Honorable mentions might just as well include every other release from the label, but I would highlight, in catalog order: Meredith Mon’s Dolmen Music (ECM 1197), Steve Reich’s Tehillim (ECM 1215), Paul Hindemith’s Viola Sonatas as played by Kashkashian (ECM 1330-32), Thomas Demenga’s pairing of Bach’s 4th Cello Suite with works of Heinz Holliger (ECM 1340), Gesualdo’s Tenebrae as sung by the Hilliard Ensemble (ECM 1422/23), the same ensemble’s landmark recording of selections from the Codex Speciálnik (ECM 1504), an impressionistic rendering of Federico Mompou’s Música Callada by Henck (ECM 1523), an all-Sándor Veress program which includes his Passacaglia Concertante under baton and oboe of Holliger (ECM 1555), Eleni Karaindrou’s soundtrack to the film Ulysses’ Gaze (ECM 1570), Arvo Pärt’s a cappella magnum opus Kanon pokajanen (ECM 1654/55), the Trio Sonatas of J. D. Zelenka (ECM 1671/72), Heiner Goebbels’s spectral Surrogate Cities (ECM 1688/89), Jan Garbarek and the Hilliard Ensemble’s sophomore album Mnemosyne (ECM 1700/01), H.I.F. Biber’s Unam Ceylum as played to perfection by Holloway and friends (ECM 1791), the Italian Duo Gazzana’s dynamic Five Pieces (ECM 2238), Dobrinka Tabakova’s label debut String Paths (ECM 2239), and Victor Kissine’s profound Between Two Waves (ECM 2312).
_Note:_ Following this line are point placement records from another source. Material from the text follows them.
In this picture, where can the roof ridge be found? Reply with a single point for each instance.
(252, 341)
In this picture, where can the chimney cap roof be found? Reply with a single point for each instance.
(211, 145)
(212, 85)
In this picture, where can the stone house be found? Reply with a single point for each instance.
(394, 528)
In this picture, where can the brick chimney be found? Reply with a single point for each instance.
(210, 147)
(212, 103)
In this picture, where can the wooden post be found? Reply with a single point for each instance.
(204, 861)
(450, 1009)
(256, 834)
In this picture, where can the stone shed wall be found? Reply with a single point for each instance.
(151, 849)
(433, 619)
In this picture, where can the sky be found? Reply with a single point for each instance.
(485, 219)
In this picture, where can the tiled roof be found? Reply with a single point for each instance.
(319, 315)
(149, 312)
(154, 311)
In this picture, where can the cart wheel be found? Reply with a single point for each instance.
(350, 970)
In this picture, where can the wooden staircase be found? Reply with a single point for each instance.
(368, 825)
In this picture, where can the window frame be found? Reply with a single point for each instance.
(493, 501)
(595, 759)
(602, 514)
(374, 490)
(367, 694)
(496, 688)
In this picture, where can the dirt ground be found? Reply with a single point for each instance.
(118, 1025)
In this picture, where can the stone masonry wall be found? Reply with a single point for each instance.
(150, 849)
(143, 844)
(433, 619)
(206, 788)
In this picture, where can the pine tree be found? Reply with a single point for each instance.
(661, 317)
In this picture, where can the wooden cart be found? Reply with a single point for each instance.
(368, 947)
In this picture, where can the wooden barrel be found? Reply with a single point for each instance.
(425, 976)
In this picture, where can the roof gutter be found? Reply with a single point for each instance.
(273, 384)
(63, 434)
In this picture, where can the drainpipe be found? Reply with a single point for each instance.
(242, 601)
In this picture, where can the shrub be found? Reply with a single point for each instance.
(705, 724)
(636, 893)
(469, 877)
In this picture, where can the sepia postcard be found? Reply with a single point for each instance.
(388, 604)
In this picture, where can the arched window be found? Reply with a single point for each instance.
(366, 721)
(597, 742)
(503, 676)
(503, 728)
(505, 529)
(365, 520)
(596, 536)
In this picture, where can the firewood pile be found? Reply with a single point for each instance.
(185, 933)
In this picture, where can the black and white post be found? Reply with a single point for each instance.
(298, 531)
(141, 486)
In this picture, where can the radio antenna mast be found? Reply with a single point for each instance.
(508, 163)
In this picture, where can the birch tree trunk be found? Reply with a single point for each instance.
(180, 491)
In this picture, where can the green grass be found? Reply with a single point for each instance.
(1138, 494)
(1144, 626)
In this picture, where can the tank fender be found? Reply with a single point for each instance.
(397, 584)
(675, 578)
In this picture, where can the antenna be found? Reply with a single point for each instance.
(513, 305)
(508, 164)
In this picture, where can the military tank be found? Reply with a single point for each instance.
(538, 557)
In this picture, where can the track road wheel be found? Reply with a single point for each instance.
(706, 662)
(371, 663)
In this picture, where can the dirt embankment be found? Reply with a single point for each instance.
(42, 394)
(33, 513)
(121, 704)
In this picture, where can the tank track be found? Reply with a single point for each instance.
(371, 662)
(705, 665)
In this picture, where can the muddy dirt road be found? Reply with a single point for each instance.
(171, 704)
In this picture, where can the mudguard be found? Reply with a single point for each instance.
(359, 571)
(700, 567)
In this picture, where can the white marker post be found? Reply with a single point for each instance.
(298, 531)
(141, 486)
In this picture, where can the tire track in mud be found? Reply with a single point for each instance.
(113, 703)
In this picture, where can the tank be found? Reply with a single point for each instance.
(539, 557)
Finally, no New Series conspectus would be complete without at least passing mention of Valentin Silvestrov’s Silent Songs (ECM 1898/99). Though not originally an ECM production, Eicher saw fit to reissue these invaluable recordings of poem settings for baritone and piano. Like the label that revived them, they speak for the forgotten so that we might remember.